Conservation of energy - spring

[dba]

Homework Statement

A spring has an equilibrium length of 1m. The spring is compressed to a length of .5m and a mass of 2kg is placed at its free end on a frictionless slope which makes an angle of 41degree wrt the horizontal. The spring is then releases.
a. If the mass is NOT attached to the spring how far up the slope will the mass move before comming to rest.

Homework Equations

I thought since kinetic, restoring and gravitational energy is involved I start out with
1/2 mv_i^2 + mgy_1 + 1/2 kx_i^2 = 1/2 mv_f^2 + mgy_f + 1/2 kx_f^2

The Attempt at a Solution

Now I try to figure out what is actually active in my system.I first look at my
initial situation:
The spring is at rest, so v_i = 0 for my kinetic energy
The gravitational energy is present, since the block is present. My y_1 I need to calculate with y_1= 0.5m*sin41=.33m
I have potential energy of the spring also with x_i=-0.5m

Final situation:Here I do not know what acts in the system...
I have Kinetic energy with v_f
the potential energy of the spring is zero because x_f=0
But what to do with the gravitational energy? It says the block leaves the spring but is it still there in my final situation or not? Do I have to add it with the second hight y_f?

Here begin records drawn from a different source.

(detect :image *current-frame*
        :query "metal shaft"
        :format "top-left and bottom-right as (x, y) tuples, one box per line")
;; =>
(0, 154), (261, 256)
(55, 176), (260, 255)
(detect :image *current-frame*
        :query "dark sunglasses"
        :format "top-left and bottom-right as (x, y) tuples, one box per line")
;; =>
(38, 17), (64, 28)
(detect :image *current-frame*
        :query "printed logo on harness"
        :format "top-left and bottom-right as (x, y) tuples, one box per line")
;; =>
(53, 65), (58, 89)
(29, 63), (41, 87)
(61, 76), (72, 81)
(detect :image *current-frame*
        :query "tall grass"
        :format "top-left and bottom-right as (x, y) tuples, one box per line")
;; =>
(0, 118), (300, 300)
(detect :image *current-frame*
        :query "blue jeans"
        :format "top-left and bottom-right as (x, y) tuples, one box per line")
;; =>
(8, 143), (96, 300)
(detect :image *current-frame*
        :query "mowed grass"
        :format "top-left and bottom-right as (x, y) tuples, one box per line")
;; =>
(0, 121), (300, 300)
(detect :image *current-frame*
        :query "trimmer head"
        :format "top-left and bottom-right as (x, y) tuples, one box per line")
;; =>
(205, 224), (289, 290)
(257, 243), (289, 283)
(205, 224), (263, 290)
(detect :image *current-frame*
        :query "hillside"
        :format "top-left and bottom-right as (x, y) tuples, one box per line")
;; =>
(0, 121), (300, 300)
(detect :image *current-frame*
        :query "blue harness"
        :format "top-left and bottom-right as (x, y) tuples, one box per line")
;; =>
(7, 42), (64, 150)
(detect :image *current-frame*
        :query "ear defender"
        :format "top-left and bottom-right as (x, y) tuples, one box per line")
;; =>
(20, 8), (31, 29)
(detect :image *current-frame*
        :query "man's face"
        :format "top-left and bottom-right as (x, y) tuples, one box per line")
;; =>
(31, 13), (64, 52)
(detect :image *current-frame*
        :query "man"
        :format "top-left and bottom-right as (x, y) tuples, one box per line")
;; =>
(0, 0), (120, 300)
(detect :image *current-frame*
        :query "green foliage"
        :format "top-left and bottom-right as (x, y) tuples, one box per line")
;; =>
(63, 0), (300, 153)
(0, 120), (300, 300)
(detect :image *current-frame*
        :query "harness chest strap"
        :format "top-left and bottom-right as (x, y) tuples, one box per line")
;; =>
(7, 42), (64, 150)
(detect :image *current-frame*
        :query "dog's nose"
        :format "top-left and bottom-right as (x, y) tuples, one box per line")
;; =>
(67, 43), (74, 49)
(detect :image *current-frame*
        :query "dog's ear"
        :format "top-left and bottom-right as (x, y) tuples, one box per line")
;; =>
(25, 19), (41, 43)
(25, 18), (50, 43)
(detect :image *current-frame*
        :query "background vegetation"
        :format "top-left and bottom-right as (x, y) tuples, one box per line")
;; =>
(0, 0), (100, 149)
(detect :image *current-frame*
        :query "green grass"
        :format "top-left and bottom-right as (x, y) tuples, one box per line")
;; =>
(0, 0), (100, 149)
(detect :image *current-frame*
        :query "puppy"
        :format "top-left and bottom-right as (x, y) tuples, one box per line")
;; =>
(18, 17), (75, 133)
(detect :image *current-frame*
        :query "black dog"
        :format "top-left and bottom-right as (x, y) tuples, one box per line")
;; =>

Then Part two when I found v_f of part one, I look again at
initial situation:
kinetic energy with v_i=v_f of part one
gravitational energy at y_i which I can set to zero

Final situation:
kinetic energy is zero, because the block comes to rest
gravitational energy at y_f which I need to find to find the distance.

Can someone please help me with this problem?
Thanks

 

[PhanthomJay]

What is part 2? In part 1, the final velocity is implicity given...solve for the height You can choose the initial height as 0 and then the final height is refernced to that 0 point.

 

[dba]

I wanted to split the problem in two pats.
part one: the spring travels until the mass got released.
part two: The mass leaves the spring and travels until rest.

I do not understand if I need the gravitational energy on the right side of my equation. And if I do, what would be the difference to the situation when the mass would be attached.

 

[PhanthomJay]

You don't have to split it into 2 parts, but it's OK to do so if you wish, at the risk of making errors due to the additional calculations involved. Yes, you do need the final Gravitational Potentiall Energy on the right hand side, since it surely exists with the 0 GPE point chosen at the start of the motion. If the mass is attached, both the elastic (spring) and gravitational final energies will be different than the unattached case, and you'll get a different final height.

 

[dba]

Ok, thank you. What I do not understand how I can set the gravitational potential energy zero at the start. It is mgy_1 and y_1 is not zero since the spring is not on the base. Can i just set a different base for the gravitational energy than for my spring potential energy?

 

[PhanthomJay]

Ok, thank you. What I do not understand how I can set the gravitational potential energy zero at the start. It is mgy_1 and y_1 is not zero since the spring is not on the base. Can i just set a different base for the gravitational energy than for my spring potential energy?

Yes, it's the change in gravitational potential energy that's important, so you can set the 0 point anywhere and get the same overall results.